Later this month I’ll be seeing Danny Sapani as King Lear at the Almeida Theatre, one of my favourite local venues. It’s a special place because it brings great theatre to such an intimate setting. I’ve also booked to see the revival of Complicité’s classic Mnemonic, which opens at the National in June.

Yoko Ono
Yoko Ono


I wish I had the headspace to read more. I’ve recently finished Paul Kingsnorth’s epic and unforgettable Buckmaster trilogy, which begins in 1066 and ends 1,000 years into the future. From one speculative future to a very different one, I’m now reading Courttia Newland’s A River Called Time, which conjures up a London where slavery and colonialism never existed, but power, privilege and social inequality are extreme. A fascinating read.


I’ve got a stack I need to get through. On the pile is Why Rebel? by Jay Griffiths, a manifesto for rebellion; Sarah Lucas’s Bunny Book, a catalogue of her iconic bunny series; and Creative Leadership: Born from Design by Rama Gheerawo, which is about designing new forms of leadership.

King Lear
King Lear


Poor Things starring Emma Stone was both dazzling and disturbing. I also recently watched Percival Everett’s American Fiction, which was laugh-out-loud funny, with satire that brilliantly skewered the publishing industry. And on Netflix I recently enjoyed North of the Sun, a film about two crazy people who spend a year surfing in the Arctic – perfect if you like series about adrenaline junkies.


I love finding new music of all kinds. This month I was introduced to the haunting saxophone music of Sami/Norwegian composer Mette Henriette and the very bizarre Scottish bagpipes of American jazz musician Rufus Harley, which I discovered on Burns Night while serving haggis to some friends. Both surprising and enjoyable discoveries.

*Creative Leadership: Born from Design* by Rama Gheerawo; *Why Rebel* by Jay Griffiths
Creative Leadership: Born from Design by Rama Gheerawo; Why Rebel by Jay Griffiths


I like to switch off and relax with a good drama. Most recently, I enjoyed the second series of Vigil. I’m also watching Trigger Point with Vicky McClure and trying not to binge it, so I have some TV to look forward to every week – but they make it very difficult with those suspenseful endings.


Café Oto is my favourite local music venue, where I always expect the unexpected. One highlight was singer Lore Lixenberg mashing up Conlon Nancarrow’s piano studies – something that I was convinced wouldn’t work, and I was very wrong.
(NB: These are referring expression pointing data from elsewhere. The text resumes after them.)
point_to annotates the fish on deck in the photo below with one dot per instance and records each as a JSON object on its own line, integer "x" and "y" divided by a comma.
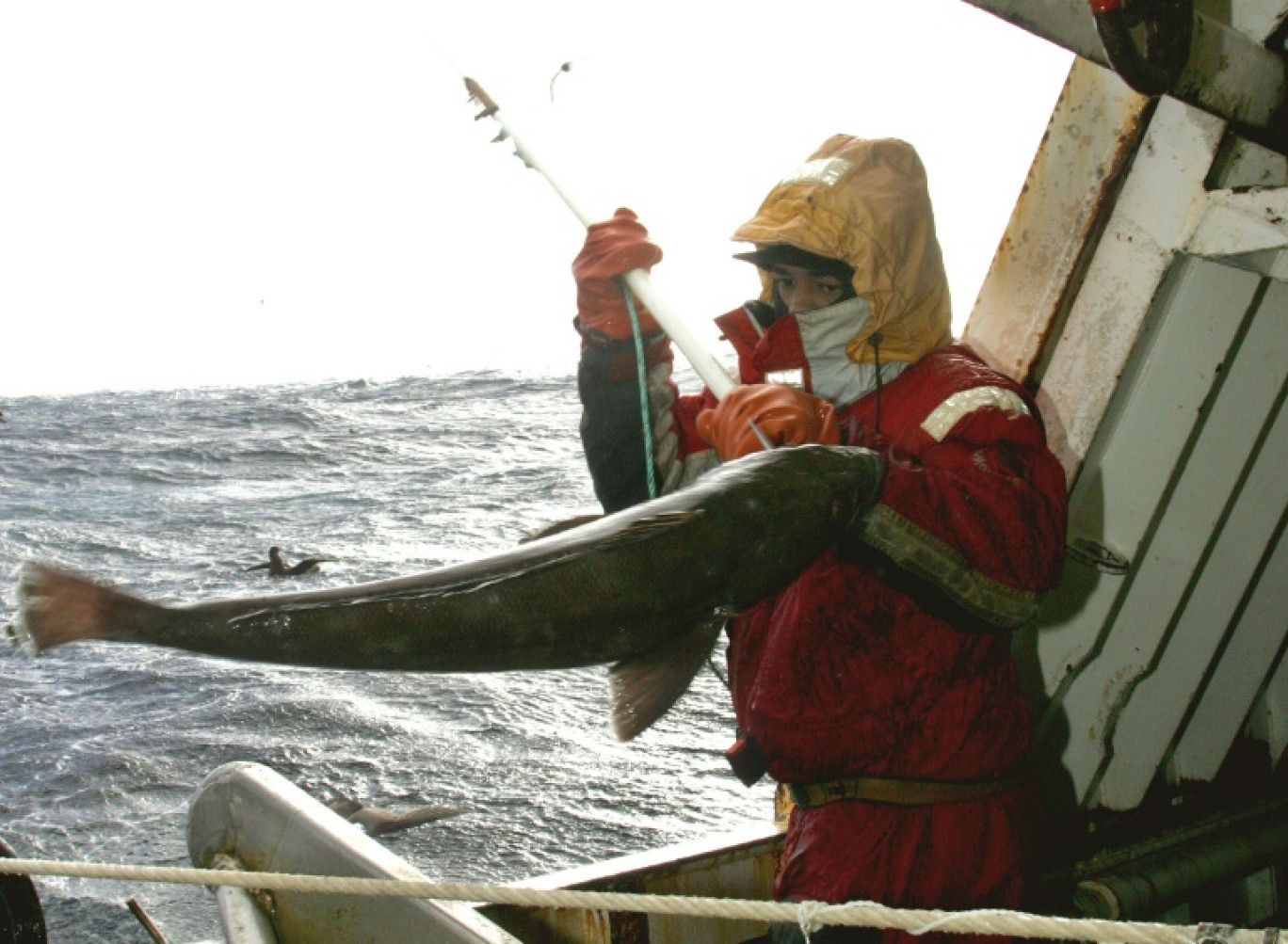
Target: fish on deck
{"x": 647, "y": 589}
{"x": 277, "y": 566}
{"x": 377, "y": 822}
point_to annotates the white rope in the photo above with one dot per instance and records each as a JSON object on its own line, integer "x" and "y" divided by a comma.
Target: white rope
{"x": 809, "y": 915}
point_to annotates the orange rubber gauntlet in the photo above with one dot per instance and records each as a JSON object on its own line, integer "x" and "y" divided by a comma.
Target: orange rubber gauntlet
{"x": 612, "y": 248}
{"x": 786, "y": 416}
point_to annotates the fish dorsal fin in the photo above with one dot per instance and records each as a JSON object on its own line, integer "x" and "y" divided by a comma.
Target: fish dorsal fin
{"x": 644, "y": 688}
{"x": 652, "y": 525}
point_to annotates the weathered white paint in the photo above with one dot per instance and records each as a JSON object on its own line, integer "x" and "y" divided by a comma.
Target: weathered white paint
{"x": 1154, "y": 216}
{"x": 1203, "y": 558}
{"x": 1108, "y": 642}
{"x": 1091, "y": 136}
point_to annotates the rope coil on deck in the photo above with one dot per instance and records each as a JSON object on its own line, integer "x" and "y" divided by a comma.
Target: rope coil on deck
{"x": 811, "y": 915}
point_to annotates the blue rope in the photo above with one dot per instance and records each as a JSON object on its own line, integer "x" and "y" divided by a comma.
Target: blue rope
{"x": 643, "y": 384}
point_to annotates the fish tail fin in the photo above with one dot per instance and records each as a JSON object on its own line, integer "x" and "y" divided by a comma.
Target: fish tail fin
{"x": 56, "y": 607}
{"x": 644, "y": 688}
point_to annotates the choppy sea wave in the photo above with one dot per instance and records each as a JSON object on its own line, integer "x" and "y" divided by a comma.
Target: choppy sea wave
{"x": 174, "y": 493}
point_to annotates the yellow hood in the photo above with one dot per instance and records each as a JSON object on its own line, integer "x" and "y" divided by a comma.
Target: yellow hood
{"x": 867, "y": 202}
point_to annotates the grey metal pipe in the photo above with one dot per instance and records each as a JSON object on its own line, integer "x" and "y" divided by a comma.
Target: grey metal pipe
{"x": 1162, "y": 881}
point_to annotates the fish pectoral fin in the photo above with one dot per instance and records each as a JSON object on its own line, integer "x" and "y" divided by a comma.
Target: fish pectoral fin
{"x": 643, "y": 688}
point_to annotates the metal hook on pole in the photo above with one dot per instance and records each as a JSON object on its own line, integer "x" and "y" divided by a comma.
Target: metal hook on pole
{"x": 706, "y": 366}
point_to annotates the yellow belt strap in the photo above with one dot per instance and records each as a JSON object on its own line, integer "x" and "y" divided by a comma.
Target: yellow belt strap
{"x": 884, "y": 790}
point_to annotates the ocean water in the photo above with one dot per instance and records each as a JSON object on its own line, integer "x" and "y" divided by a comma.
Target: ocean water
{"x": 172, "y": 495}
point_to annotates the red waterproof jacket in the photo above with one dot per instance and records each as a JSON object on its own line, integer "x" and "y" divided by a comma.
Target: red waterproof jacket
{"x": 895, "y": 661}
{"x": 889, "y": 658}
{"x": 895, "y": 664}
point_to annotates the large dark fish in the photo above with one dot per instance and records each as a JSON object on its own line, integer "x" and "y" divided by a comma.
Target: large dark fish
{"x": 647, "y": 589}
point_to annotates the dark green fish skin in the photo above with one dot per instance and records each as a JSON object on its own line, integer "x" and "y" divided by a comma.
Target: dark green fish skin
{"x": 602, "y": 593}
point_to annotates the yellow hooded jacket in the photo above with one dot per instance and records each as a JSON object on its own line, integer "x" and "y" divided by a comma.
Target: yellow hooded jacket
{"x": 867, "y": 203}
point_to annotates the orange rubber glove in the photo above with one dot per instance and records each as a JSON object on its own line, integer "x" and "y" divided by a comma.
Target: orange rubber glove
{"x": 786, "y": 416}
{"x": 612, "y": 248}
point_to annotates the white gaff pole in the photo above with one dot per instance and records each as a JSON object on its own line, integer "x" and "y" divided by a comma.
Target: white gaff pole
{"x": 711, "y": 371}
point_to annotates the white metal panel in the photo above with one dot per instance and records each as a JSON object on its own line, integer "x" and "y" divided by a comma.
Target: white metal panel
{"x": 1192, "y": 535}
{"x": 1090, "y": 138}
{"x": 1091, "y": 658}
{"x": 1241, "y": 222}
{"x": 1154, "y": 216}
{"x": 1269, "y": 719}
{"x": 1251, "y": 654}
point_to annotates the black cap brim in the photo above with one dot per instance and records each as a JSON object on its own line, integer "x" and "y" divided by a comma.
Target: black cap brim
{"x": 784, "y": 254}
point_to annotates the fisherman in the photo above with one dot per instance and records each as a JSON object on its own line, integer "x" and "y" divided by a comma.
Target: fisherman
{"x": 878, "y": 688}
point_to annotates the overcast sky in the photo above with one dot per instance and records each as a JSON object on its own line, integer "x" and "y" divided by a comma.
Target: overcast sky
{"x": 261, "y": 191}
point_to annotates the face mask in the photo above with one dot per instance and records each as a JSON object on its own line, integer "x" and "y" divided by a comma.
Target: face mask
{"x": 832, "y": 375}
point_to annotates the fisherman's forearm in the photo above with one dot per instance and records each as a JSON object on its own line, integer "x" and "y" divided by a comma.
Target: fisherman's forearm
{"x": 612, "y": 425}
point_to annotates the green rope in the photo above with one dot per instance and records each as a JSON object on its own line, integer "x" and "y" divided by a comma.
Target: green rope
{"x": 643, "y": 383}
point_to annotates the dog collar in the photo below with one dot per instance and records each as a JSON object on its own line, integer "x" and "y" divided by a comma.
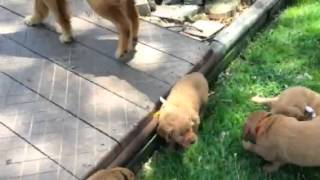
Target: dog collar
{"x": 260, "y": 122}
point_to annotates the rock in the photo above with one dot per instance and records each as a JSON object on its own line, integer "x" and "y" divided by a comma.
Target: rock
{"x": 175, "y": 12}
{"x": 222, "y": 8}
{"x": 204, "y": 28}
{"x": 143, "y": 7}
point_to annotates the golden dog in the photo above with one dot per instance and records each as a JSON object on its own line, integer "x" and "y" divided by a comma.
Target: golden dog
{"x": 113, "y": 174}
{"x": 122, "y": 13}
{"x": 280, "y": 140}
{"x": 178, "y": 117}
{"x": 299, "y": 102}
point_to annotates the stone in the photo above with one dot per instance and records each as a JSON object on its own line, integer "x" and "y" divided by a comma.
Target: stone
{"x": 222, "y": 8}
{"x": 204, "y": 28}
{"x": 175, "y": 12}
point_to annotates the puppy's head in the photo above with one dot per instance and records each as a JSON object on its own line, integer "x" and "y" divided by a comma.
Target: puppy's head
{"x": 251, "y": 125}
{"x": 176, "y": 126}
{"x": 117, "y": 173}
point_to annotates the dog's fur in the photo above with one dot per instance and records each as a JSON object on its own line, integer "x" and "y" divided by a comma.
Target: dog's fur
{"x": 122, "y": 13}
{"x": 280, "y": 140}
{"x": 292, "y": 102}
{"x": 113, "y": 174}
{"x": 178, "y": 118}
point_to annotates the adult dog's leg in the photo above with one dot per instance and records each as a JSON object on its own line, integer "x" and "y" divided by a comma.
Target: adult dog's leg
{"x": 39, "y": 14}
{"x": 134, "y": 17}
{"x": 120, "y": 19}
{"x": 59, "y": 8}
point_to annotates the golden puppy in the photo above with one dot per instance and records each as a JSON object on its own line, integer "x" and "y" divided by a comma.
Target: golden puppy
{"x": 122, "y": 13}
{"x": 281, "y": 140}
{"x": 299, "y": 102}
{"x": 178, "y": 117}
{"x": 113, "y": 174}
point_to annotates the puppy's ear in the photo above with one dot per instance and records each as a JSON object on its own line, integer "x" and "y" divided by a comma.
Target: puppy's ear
{"x": 165, "y": 132}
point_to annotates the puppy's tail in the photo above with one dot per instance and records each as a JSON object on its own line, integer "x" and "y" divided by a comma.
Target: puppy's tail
{"x": 264, "y": 100}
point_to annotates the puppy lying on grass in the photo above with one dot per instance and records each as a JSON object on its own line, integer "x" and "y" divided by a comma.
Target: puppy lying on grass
{"x": 299, "y": 102}
{"x": 113, "y": 174}
{"x": 178, "y": 117}
{"x": 281, "y": 140}
{"x": 122, "y": 13}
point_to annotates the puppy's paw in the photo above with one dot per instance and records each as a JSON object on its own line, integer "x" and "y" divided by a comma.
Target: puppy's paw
{"x": 246, "y": 145}
{"x": 31, "y": 21}
{"x": 270, "y": 168}
{"x": 65, "y": 38}
{"x": 126, "y": 56}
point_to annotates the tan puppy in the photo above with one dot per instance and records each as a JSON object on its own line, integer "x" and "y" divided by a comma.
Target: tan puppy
{"x": 281, "y": 140}
{"x": 299, "y": 102}
{"x": 178, "y": 118}
{"x": 113, "y": 174}
{"x": 122, "y": 13}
I also saw Lauren Kinsella, Darragh Morgan, Tim Parkinson there as part of the ‘Strange Seas’ programme – I’d highly recommend seeking them out if they’re ever on a music bill near you.

Poor Things
Poor Things


I’m currently listening to Jon Ronson’s second series of Things Fell Apart, an essential listen to understand the origin of the culture wars. We’re also working on a podcast for Somerset House called The Process. It’s all about the importance of failure in creativity.


I’m going up to Factory International in Manchester for Fete of Britain, a four-day celebration of collaboration and imagination in the face of the great challenges of our time, from the cost of living crisis to the climate catastrophe. It’s programmed by Hard Art, a new movement that’s been regularly meeting up in Brian Eno’s studio over the last year or so.



Somerset House Studios has 70 artists in residence, so I’m lucky to always be surrounded by great talent and vivacious new ideas. Dr Libby Heaney has just opened a VR and physical installation called Heartbreak and Magic, a title that perfectly captures the viewer’s experience. Three visual artists, enorê, Leila Dear and Ufuoma Essi, will have an exhibition in March, following the completion of an 18-month residency. I can’t wait to see how they’ve approached their research through the different media they work across.